The Amazing Body
- Gill Randall
- Feb 19
- 3 min read

Isn’t the body amazing?
It allows us a constant reset, whether we have a sniffle or pneumonia, a slight trip or a car accident, a headache or back ache, a stubbed toe or a broken leg, we are given the offering every time to heal. So what is the resistance that we all know so well that can interfere with that process?
We tend not to like to feel unwell, and we often don’t want to know or we put our heads in the sand and think it will just go away. So we may take medication or simply ignore the pain and continue pretending it isn’t happening. We live life with lists that need to be completed, often saying we have had a good day on a day when we have achieved what we had set out to do, or a bad day if we have not completed the set tasks. So we will do anything to not listen and avoid the offering from the body. When we become unwell, can it be that there is a message that we have not been living in the flow and rhythm of the body’s cycle and it needs to stop our movements?
During a bout of covid, the tension to do nothing for me was intense. Even though I had overwhelming lethargy and no energy at all, there was a bombardment of thoughts, like ‘The house is such a mess’, ‘I was going to clear out blah blah blah today’, ‘I’ll have to cancel work’, ‘When I get better, I won’t have to space to do everything’, ‘When will I manage to fit everything in?’ It felt a well-trodden path of many previous movements where I have had a need to distract myself from what in truth is happening instead of letting go
What if the offering is to accept the reset from the amazing body and simply settle with how we are feeling and surrender accepting everything happens for a reason even if we don’t understand it.

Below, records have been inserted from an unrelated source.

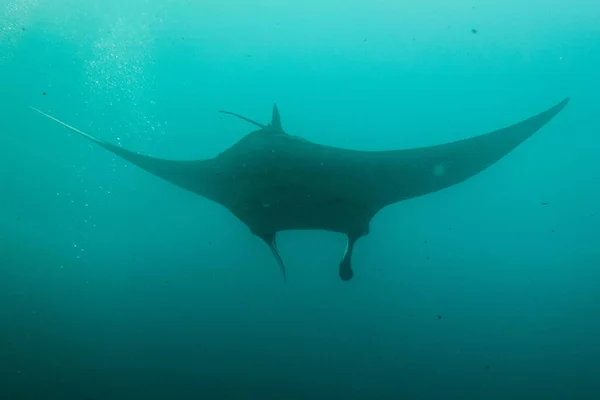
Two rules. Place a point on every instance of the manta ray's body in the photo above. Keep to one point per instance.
(273, 181)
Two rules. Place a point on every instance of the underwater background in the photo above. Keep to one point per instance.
(117, 285)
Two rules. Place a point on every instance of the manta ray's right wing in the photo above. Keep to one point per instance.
(197, 176)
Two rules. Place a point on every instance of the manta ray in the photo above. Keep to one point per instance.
(273, 181)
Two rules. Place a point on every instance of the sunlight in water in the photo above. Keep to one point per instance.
(14, 21)
(116, 71)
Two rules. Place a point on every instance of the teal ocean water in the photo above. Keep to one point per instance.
(117, 285)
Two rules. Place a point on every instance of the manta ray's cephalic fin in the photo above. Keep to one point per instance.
(270, 241)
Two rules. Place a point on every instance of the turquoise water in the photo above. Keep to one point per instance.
(116, 285)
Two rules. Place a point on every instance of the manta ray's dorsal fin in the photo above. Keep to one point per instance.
(276, 119)
(244, 118)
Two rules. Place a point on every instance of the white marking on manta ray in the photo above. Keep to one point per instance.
(439, 169)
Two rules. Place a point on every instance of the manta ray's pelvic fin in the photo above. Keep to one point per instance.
(276, 119)
(345, 271)
(244, 118)
(270, 241)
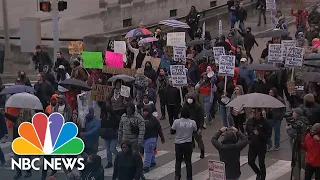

As we age every decade, we change in physical strength and ability and have to let go of old crazy habits we might have done in the past. For me it was tearing down ski slopes or riding on scary fairground rides which now give me vertigo.
Why don’t we allow the body to do its job? Why do we resist and override? ‘I don’t want this, I want to do that’. Surrendering to feeling unwell allows for a deeper truer healing for the body. A time of rest and repose, rather than dashing back to work as soon as possible. Many of us have very busy lives, with high stress in the workplace and women and men juggling full time work and bringing up a family.
Is there a correlation that people have an incidence of low back pain and stressful lives? More than 1 in 4 working adults report current back pain [1]. Some episodes of back pain may be precipitated by physical job demands, but both work-related and non-work related episodes of pain can contribute to work absences, and some workers may experience problems continuing or resuming normal job tasks.
After an illness, the body gives us the message of revitalisation when it has done its work. Why do we not allow it the space and grace to stop and receive and let it do just that?